Barack dropped his voice a few notches: “I don’t know where you ran off to during my speech—”
“I didn’t—”
He held a hand up to stop me. “We’re both here for the same reason: to pump Rahm for everything he knows about this police investigation into the Denton shooting. He says the Chicago PD is focused on the parades and whatnot. The shooting at the freight yard is only one of several shootings so far. You were right about the weather, Joe. When the sun goes down, they’re planning for all hell to break loose. They don’t have anyone to spare on detective work on a day like this. Gangland shootings—”
“You believe that? That he was in a gang? Because Pastor Brown didn’t seem to think so.”
“It doesn’t matter what I believe. It matters what the police believe. They looked at his iPhone. No texts or calls this morning to suggest he was meeting somebody at the freight yard. They have one lead right now, and that’s the gun used in the shooting.”
“They found it,” I said.
“They found a spent casing. They entered its unique identifier into a ballistics database that tracks guns used in violent crimes and found a match: a Glock used in a shooting in Los Angeles several years ago. The serial number, plugged into a different database, gave them the owner’s name and address. A dealer. That’s where the trail went cold. The Glock had been on a shipment from Kansas City to Philadelphia when it went missing.”
My hope began to fade. “Missing.”
Barack nodded. “Three weeks ago, thieves broke into a couple different cargo containers at Norfolk Southern. They made off with half a million dollars in firearms, which have slowly been turning up on the streets. This is the first one used in a crime. It won’t be the last.”
“Jesus.” Chicago could ban handgun sales within its borders, but everybody knew you couldn’t stop the influx of guns on your own. You needed cooperation—from neighboring states, from the Feds. Cooperation that we all knew would never happen. “I take it they haven’t found the thieves.”
“The investigation was stalled out,” Barack said. “This could be the break they’ve been waiting for.”
“I don’t follow.”
“Rahm thinks Shaun was involved in the cargo burglary. It’s too much of a coincidence, otherwise. One of the missing guns shows up at the same freight yard it was stolen from? I have to admit, from where Rahm is sitting, I’d draw the same conclusion.”
“What about from where you’re sitting?”
“I’m trying to be objective,” he said. “I told him about the stolen BlackBerry, and how you were only trying to help me out by going after it. Rahm said to check back on Monday, see where things settle.”
The bottom of my stomach dropped out. Rahm already looked at me like I was a schmuck.
“You didn’t have to tell him about your connection,” I said.
“No, you’re right. I didn’t have to. But I wanted to. What’s more important: my reputation or seeing justice served?”
“Your reputation?
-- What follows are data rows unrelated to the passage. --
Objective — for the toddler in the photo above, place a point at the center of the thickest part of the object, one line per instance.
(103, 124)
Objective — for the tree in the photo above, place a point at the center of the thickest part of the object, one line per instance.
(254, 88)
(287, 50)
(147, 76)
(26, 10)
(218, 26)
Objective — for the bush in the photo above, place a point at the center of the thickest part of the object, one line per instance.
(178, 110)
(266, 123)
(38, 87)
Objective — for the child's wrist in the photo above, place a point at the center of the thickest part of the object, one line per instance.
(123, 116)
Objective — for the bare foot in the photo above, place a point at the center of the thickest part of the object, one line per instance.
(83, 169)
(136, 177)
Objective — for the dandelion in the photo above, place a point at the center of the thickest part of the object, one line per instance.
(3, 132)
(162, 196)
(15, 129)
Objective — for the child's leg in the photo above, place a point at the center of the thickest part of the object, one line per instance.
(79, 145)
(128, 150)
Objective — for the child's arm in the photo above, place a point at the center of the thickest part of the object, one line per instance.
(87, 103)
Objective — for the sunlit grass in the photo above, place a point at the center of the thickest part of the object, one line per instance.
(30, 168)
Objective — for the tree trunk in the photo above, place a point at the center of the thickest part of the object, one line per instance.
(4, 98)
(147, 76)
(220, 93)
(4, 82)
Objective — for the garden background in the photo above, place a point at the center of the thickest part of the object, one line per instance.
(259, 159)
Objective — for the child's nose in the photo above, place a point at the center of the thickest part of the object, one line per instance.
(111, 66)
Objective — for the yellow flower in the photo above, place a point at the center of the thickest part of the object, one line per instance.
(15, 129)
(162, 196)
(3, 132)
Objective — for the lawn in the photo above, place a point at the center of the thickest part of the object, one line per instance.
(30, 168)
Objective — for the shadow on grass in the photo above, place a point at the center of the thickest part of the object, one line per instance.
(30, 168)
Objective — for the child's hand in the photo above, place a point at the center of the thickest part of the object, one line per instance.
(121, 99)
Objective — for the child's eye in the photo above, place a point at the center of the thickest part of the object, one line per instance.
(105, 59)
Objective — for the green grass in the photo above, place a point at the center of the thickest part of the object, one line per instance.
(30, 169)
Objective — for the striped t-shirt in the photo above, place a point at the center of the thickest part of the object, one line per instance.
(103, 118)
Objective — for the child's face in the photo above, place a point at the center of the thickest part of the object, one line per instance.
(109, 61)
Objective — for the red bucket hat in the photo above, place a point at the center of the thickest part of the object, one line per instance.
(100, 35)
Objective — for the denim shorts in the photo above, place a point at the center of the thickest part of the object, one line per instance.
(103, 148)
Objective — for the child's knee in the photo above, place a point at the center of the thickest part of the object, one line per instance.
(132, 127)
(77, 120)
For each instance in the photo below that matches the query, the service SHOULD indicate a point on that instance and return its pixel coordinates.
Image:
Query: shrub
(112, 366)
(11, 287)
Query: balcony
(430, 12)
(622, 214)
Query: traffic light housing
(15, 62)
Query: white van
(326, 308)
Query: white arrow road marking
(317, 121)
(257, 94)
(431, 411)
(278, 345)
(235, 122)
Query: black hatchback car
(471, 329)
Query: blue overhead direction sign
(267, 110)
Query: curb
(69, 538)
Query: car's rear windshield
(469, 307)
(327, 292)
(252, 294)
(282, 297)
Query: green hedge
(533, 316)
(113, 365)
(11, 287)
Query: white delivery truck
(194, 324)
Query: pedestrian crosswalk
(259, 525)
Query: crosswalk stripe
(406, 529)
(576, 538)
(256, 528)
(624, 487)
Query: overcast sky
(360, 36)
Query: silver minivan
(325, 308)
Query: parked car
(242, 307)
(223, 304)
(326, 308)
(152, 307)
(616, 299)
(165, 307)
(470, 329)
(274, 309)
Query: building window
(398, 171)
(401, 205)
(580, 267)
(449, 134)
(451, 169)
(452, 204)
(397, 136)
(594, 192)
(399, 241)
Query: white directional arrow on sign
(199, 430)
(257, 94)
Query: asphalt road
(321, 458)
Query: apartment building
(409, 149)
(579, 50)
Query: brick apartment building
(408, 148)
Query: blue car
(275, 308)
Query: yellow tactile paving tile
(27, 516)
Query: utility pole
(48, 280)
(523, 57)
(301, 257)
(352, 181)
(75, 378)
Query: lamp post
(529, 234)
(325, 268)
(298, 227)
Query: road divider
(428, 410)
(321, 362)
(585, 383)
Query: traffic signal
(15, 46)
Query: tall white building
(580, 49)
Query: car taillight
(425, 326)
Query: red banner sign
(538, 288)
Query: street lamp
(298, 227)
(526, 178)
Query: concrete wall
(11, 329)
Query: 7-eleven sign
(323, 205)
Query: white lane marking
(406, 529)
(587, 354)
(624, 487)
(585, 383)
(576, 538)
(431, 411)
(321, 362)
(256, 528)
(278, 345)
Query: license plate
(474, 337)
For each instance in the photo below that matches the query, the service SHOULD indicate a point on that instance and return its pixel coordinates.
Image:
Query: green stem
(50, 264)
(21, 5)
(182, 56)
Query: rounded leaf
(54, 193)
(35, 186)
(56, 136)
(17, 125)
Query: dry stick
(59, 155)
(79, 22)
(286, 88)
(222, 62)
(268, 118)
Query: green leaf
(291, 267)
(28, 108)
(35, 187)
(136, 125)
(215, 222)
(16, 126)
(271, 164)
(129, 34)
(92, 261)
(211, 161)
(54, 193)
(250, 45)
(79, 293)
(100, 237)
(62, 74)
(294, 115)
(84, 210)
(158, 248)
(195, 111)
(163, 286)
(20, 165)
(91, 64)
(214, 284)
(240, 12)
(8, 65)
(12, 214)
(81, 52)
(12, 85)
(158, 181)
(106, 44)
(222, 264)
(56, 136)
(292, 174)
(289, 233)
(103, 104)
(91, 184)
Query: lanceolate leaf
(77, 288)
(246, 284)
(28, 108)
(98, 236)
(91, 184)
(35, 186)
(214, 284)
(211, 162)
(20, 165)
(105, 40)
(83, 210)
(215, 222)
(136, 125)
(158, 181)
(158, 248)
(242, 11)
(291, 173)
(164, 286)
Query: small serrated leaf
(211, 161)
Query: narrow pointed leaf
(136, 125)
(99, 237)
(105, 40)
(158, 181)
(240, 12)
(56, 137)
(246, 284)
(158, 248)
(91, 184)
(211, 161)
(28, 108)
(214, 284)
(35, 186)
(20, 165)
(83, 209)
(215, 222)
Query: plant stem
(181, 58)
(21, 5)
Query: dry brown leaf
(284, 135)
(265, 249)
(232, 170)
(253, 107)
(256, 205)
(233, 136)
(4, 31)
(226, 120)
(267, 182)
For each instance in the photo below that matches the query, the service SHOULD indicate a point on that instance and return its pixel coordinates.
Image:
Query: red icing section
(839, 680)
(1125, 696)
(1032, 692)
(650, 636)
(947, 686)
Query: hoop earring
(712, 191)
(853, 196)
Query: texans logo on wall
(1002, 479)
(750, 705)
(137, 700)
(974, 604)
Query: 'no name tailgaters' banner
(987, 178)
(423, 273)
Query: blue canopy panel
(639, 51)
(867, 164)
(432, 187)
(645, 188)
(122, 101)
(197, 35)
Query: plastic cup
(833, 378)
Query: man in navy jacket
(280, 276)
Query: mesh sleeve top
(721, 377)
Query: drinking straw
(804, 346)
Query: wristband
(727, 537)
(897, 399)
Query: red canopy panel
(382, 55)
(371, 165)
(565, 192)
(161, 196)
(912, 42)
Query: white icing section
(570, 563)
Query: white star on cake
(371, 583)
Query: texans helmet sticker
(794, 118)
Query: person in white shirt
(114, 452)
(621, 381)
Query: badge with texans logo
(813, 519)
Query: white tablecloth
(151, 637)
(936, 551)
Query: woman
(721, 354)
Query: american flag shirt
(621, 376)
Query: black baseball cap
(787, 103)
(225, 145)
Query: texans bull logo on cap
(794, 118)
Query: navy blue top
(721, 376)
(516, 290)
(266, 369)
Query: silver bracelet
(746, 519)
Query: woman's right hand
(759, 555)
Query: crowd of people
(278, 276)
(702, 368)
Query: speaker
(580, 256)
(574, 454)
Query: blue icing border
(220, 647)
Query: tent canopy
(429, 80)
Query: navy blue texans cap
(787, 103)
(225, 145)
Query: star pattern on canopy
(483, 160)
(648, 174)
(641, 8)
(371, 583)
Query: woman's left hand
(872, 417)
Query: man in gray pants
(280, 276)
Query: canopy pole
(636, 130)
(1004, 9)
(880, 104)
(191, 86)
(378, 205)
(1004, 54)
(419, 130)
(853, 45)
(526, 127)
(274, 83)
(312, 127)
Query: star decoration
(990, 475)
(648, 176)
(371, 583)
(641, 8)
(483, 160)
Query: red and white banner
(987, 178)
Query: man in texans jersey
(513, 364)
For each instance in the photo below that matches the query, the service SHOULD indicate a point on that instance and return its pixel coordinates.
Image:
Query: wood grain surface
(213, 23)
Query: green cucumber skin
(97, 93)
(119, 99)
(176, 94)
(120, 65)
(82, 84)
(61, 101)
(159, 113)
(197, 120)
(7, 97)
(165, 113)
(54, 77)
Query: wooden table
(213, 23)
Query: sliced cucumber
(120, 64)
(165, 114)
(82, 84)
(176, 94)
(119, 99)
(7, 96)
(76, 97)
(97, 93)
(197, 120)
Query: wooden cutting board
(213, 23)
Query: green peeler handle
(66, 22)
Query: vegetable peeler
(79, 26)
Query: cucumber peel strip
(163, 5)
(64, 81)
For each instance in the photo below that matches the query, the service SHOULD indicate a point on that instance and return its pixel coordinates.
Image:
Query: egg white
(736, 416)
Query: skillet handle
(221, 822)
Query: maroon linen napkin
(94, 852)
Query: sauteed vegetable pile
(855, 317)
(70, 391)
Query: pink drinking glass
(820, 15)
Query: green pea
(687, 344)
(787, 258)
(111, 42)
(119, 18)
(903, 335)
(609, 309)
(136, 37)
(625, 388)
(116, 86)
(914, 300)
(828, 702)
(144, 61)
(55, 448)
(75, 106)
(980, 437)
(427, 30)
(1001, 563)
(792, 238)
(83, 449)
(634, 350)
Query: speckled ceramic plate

What about mine?”
“Same question.”
I grumbled under my breath. Words I won’t repeat. The gist was that he was right—it didn’t matter if it was his reputation, mine, or the man in the moon’s. If it helped bring the perpetrator to justice, then it was worth it. In the end, it was worth it.
The Secret Service had finished their review of the video from the Tribune Tower security cameras. They knew the names and faces of everyone who was supposed to be in the building—the conference, the newsroom employees upstairs. The office tenants who leased space in the building.
“Bottom line is, nobody unknown to the Secret Service slipped into that building,” Barack said. “If Shaun didn’t steal my phone…”
“It could have been anyone, practically.”
Barack explained that the Service’s investigators were cross-referencing the list of everyone who had building access with multiple criminal databases. They’d already completed this step before the conference but were double-checking now in case there had been a security lapse on their part. I didn’t think so. Half the volunteers from Pastor Brown’s church would have thrown up red flags but had been approved by Barack personally. If it was a lapse on anyone’s part, it wasn’t the Secret Service’s.
“We all make mistakes,” I said.
Barack raised an eyebrow.
“I wasn’t talking about you,” I said. “I was talking about those kids in Pastor Brown’s congregation. You weren’t wrong to place your trust in them. It’s possible to screw up and turn things around.”
“You’re right,” he said, his eyes focused on some spot on the floor. He’d spoken about his teenage years many times. Written about them. I couldn’t wrap my mind around the stuff he’d done—the drugs. The drinking. But he’d grown up. He was a different man now. He didn’t need to be reminded that the penalty for such behavior wasn’t getting shot in the back and left for dead.
The door opened again. Another large man. He nodded to me. There was a bundle of birch branches in his right hand. What sort of massage was this?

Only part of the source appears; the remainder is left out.